Just as we imagined Kerry to be applying a last coat of varnish, Dublin surged to the Hill with scarcely credible tidings. This was their field, their day. So they met the Kingdom's victory dance with a round of buckshot and everything we thought we knew about hierarchy and lineage suddenly felt counterfeit. For Dublin's total fidelity to a workers' constitution induced palpable despondency in Kerry.

To win the closing seven minutes 1-3 to 0-1, the Dubs simply went to a place that maybe no old team could have access to.
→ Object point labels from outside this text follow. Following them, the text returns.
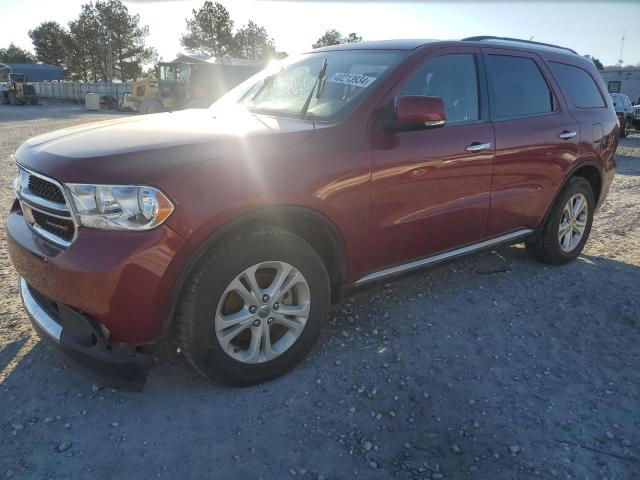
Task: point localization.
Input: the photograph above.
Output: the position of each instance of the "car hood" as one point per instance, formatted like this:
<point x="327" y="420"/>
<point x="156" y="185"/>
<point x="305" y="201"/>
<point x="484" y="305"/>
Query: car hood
<point x="118" y="149"/>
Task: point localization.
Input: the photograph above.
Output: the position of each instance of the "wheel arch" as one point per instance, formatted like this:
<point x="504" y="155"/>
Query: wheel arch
<point x="588" y="170"/>
<point x="311" y="225"/>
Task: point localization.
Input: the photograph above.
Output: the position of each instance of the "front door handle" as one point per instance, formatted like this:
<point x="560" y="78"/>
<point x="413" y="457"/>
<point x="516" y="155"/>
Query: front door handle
<point x="566" y="135"/>
<point x="477" y="146"/>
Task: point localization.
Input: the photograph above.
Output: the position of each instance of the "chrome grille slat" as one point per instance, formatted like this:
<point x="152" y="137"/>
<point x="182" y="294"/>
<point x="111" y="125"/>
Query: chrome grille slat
<point x="46" y="210"/>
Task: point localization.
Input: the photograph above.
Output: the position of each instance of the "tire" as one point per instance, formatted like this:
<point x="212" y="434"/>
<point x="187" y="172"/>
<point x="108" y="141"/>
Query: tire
<point x="547" y="247"/>
<point x="208" y="289"/>
<point x="624" y="129"/>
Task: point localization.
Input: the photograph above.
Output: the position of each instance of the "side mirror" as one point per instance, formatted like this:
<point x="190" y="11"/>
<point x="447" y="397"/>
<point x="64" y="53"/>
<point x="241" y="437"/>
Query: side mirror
<point x="418" y="113"/>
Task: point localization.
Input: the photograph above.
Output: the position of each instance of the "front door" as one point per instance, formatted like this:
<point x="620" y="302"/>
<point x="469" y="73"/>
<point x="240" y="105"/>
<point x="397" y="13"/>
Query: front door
<point x="431" y="189"/>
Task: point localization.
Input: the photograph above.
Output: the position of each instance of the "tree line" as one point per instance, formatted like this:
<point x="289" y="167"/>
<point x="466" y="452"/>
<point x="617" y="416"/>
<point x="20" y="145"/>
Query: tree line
<point x="106" y="41"/>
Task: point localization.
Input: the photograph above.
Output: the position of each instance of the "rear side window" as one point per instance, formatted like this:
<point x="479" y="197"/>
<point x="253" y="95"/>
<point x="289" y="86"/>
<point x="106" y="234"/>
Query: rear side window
<point x="517" y="87"/>
<point x="578" y="85"/>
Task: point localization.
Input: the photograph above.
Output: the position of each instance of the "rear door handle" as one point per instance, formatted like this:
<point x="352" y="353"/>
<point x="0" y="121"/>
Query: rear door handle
<point x="566" y="135"/>
<point x="477" y="146"/>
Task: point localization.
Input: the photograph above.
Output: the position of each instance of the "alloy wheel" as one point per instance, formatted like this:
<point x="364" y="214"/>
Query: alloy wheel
<point x="262" y="312"/>
<point x="573" y="222"/>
They reclaimed Sam with a game plan so rigid, so non-negotiable, Pat Gilroy might as well have presented it to them leather-bound and stamped with gold lettering. The team in blue was insatiable, playing as if defeat might curse them all the way to senility.

And it felt less a team stretching for home in the end than a whole city reaching out to the glamours of its past.

In doing so, Dublin persuaded Kerry to all but abandon theirs. Jack O'Connor's team began fouling. Sporadically at first but, the clouds in their heads darkening, almost slavishly as the clock began to race. They panicked. Imagine. The world had been under an illusion that they wouldn't recognise the condition, let alone seek it out for refuge.

But industry made them forget themselves. The perfect articulation of Gilroy's creed.

When he took charge of Dublin, he understood there was no future in them trying to live a romantic existence while there was still breath in those silver-tongued rogues down south. The Dubs' best hope was to be dry and dull and maybe a little militaristic about their football.

So he decommissioned the notion that Sam Maguire might be accessible through wall-mottos and proverbs and phoney little shows of faux unity in front of an impatient Hill. For Dublin to win they, first, had to learn how not to lose.

Yesterday, they set the terms of engagement in a way that Kerry tried to rise above, but couldn't. By the mid-point, the Kingdom had claimed just three scores, albeit one of them was a drop-dead-gorgeous 'Gooch' Cooper goal set up by the mesmeric Darran O'Sullivan.

This just wasn't the game O'Connor's men had come to play.

Dublin's half-forwards hunted with dervish energy between their own midfield and half-backs and only two of their full-forward line showed an interest in hanging close to Brendan Kealy's goal. This was about the siphoning of traffic into areas where it suited Dublin to have numbers.

And yet, being honest, Kerry looked to have done enough to win. Their initial positioning of Kieran Donaghy at wing-forward was smart and, palpably, discomfited the city boys. And if Paul Galvin's 24th-minute arrival was almost certainly earlier than O'Connor might have planned, the Finuge man's presence clearly made Kerry a more coherent team.

It should be said too that Ger Brennan was lucky to escape a red card when his high elbow temporarily took out Declan O'Sullivan early in the second half. But, between the 54th and 63rd minutes, Kerry kicked four unanswered points that in a game of this intensity bore the feel of an epic harvest.

And it was the beginning of the end for them.

Immediately after Gooch had kicked the fourth, Declan O'Sullivan gave possession away to Cian O'Sullivan and, two passes later, Kevin McManamon was goaling in front of the Hill. Croker shook as if the sky itself was coming down. Which, to some degree, it was.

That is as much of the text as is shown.